The unprecedented fires aren’t just caused by the climate crisis. Land use –especially real estate and animal husbandry – have a lot to answer for
A good, natural fire can be a cleansing force. Yet, the recent and ongoing catastrophic fires around the world – including in Brazil, the US, Sweden, Russia and Australia – are not moments of a healthy fire cycle but conflagrations of a dying biosphere.
Terrible as they are, the fires in the western American states are only middling on a global scale. As of early November, 8.6m acres (3.5m hectares) had burned nationally, with half of that total in California. This year has been the worst fire season on record for Colorado and California, the latter enduring five of its six largest fires since colonization. But the American catastrophe pales in comparison to Australia’s wildfires last summer, which incinerated an eye-watering 46m acres. More than a fifth of the country’s forests were destroyed in a single year. Siberia’s fires in 2020 were even bigger – 47m acres. A tenth of South America’s largest wetland, the Pantanal, went up in smoke this year – some 6m acres – coupled with the Amazon losing 8.5m acres. That latter figure is only half the size of last year’s fiery nightmare.

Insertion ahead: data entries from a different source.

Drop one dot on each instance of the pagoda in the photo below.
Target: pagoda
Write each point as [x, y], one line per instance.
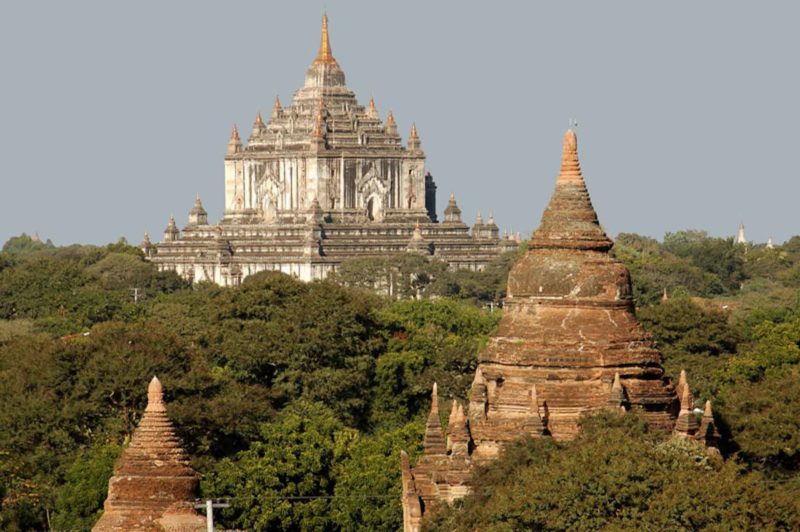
[568, 344]
[322, 180]
[153, 487]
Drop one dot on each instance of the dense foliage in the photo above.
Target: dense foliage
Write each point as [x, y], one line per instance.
[285, 392]
[318, 384]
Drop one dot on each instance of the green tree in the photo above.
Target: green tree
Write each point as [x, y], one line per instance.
[368, 486]
[429, 341]
[274, 484]
[79, 501]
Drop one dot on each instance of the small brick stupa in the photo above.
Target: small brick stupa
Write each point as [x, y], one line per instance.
[153, 484]
[568, 344]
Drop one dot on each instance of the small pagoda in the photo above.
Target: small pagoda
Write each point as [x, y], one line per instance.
[153, 486]
[568, 344]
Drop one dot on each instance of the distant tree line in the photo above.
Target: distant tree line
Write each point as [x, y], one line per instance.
[282, 389]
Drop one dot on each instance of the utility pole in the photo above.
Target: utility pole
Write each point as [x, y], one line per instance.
[209, 506]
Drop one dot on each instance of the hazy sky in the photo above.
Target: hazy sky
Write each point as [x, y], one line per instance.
[114, 114]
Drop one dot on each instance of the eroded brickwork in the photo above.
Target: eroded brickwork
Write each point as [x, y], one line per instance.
[153, 487]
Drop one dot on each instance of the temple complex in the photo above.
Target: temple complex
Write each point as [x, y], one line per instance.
[322, 180]
[568, 344]
[153, 486]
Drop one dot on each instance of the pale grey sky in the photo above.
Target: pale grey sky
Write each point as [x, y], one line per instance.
[114, 114]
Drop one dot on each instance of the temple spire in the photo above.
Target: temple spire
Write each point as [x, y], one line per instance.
[391, 126]
[570, 221]
[434, 442]
[372, 111]
[413, 139]
[325, 56]
[276, 107]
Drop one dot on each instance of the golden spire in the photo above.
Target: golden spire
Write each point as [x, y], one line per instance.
[325, 56]
[570, 165]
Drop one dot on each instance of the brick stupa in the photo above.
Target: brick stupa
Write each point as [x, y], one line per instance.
[153, 484]
[568, 343]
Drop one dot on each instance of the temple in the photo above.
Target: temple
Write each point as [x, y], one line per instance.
[153, 487]
[323, 180]
[568, 344]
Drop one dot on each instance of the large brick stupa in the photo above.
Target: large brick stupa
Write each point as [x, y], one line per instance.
[153, 486]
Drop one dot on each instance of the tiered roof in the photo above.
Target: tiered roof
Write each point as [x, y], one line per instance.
[345, 123]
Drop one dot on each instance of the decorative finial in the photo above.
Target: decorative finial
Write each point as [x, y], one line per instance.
[570, 165]
[155, 396]
[319, 122]
[325, 56]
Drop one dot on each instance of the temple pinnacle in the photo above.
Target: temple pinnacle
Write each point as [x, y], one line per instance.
[155, 396]
[325, 56]
[570, 165]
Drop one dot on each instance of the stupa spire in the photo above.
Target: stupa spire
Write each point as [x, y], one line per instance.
[325, 56]
[154, 485]
[391, 126]
[570, 220]
[372, 111]
[570, 164]
[434, 442]
[276, 107]
[235, 143]
[413, 138]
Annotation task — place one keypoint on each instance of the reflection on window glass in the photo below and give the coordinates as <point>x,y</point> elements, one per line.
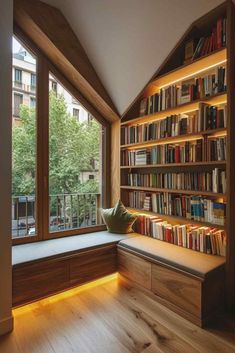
<point>74,162</point>
<point>23,142</point>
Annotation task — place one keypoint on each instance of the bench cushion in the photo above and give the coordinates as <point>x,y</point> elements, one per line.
<point>42,250</point>
<point>190,261</point>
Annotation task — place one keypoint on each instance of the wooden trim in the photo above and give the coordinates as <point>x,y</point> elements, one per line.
<point>47,27</point>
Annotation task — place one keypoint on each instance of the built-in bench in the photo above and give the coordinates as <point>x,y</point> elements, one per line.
<point>47,267</point>
<point>186,281</point>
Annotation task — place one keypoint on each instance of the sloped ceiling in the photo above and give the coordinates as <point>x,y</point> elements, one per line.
<point>127,40</point>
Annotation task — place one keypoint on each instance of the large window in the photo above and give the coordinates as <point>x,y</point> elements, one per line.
<point>73,144</point>
<point>24,142</point>
<point>58,175</point>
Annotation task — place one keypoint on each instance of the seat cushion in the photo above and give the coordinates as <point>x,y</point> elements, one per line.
<point>190,261</point>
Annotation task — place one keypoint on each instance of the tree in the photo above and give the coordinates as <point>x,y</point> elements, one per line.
<point>72,147</point>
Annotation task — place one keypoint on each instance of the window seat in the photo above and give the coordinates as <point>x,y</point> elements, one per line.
<point>43,250</point>
<point>193,262</point>
<point>188,282</point>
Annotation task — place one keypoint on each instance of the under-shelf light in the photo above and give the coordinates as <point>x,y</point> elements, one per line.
<point>192,74</point>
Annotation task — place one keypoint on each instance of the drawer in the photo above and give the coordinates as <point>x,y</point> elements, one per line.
<point>178,289</point>
<point>135,268</point>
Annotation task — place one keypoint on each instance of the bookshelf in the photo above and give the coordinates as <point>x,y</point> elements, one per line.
<point>174,72</point>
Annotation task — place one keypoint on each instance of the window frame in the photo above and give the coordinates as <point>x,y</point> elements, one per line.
<point>44,68</point>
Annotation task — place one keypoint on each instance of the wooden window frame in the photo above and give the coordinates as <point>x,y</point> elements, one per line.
<point>44,68</point>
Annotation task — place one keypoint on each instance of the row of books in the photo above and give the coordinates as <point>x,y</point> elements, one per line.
<point>211,181</point>
<point>211,149</point>
<point>188,91</point>
<point>195,208</point>
<point>204,239</point>
<point>216,40</point>
<point>206,118</point>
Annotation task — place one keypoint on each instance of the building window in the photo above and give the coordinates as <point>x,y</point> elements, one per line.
<point>32,102</point>
<point>18,75</point>
<point>76,113</point>
<point>18,100</point>
<point>33,82</point>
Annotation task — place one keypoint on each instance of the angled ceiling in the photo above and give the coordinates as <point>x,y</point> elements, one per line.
<point>127,40</point>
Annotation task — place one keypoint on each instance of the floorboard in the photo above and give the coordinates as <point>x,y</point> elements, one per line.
<point>111,317</point>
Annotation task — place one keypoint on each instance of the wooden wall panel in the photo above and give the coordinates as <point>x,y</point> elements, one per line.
<point>134,268</point>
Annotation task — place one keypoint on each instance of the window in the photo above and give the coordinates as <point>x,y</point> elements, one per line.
<point>76,113</point>
<point>32,102</point>
<point>24,141</point>
<point>18,75</point>
<point>74,197</point>
<point>18,100</point>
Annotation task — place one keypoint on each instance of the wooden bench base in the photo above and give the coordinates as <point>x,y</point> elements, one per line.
<point>37,279</point>
<point>194,298</point>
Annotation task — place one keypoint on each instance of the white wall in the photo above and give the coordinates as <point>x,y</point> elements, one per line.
<point>6,12</point>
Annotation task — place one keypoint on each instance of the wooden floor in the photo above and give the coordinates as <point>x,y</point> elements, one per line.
<point>111,318</point>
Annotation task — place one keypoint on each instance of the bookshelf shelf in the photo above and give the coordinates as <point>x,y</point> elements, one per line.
<point>220,98</point>
<point>176,219</point>
<point>174,165</point>
<point>197,66</point>
<point>177,82</point>
<point>179,138</point>
<point>174,191</point>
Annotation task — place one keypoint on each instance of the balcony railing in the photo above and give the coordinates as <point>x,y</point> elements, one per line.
<point>67,211</point>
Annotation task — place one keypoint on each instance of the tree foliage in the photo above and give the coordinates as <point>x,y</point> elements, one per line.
<point>72,148</point>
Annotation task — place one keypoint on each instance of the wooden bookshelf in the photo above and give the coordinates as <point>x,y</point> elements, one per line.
<point>174,165</point>
<point>174,191</point>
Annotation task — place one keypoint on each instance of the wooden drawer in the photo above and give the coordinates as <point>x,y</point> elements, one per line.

These unnatural wildfires may offer few ecological benefits, but they clear out the deadwood clogging up the public sphere. It is commonly understood that the recent fires are linked to climate change, but that is only half right. “Land-use change” is a cause of similar importance, yet it takes up little space in our public sphere. While the center and left may congratulate themselves that they “get” climate change unlike the pig-headed right, no political faction has mobilized around this second great disaster.
The recent fires each have local idiosyncrasies, such as the Brazilian government’s murderous attack on indigenous people or California’s trillion-dollar real estate industry, but a global perspective helps one see why things became awful everywhere. Climate change can reduce precipitation and warm the air, a combination that dries out soils and trees in some ecosystems like California, turning forests into kindling awaiting a spark. Such processes are aggravated by the jump in deforestation globally since the 1990s. The end of history seems to have heralded the end of forests too. For example, most clearcutting of the Amazon has happened since 1990, with almost all of the land replaced with pasture for cattle. As the world-market finally emerged in the 1990s – an event predicted nearly a century and a half before by Karl Marx in 1848 – capitalism swiftly remade heaven and Earth through carbon emissions and land-use change of unprecedented scope.
Centrists seem to believe that the fires will convince conservatives that climate change is real. This has not happened. During a press conference on the fires in September, Donald Trump claimed that “it’ll start getting cooler”. After the Arctic tundra caught fire for the first time in 2018, the fascist Sweden Democrats suggested cutting taxes on gasoline. Conservatives in Australia and Brazil blamed the fires on non-existent eco-terrorists. Centrists don’t realize that the solution is not more “facts” but a rebalancing in social forces.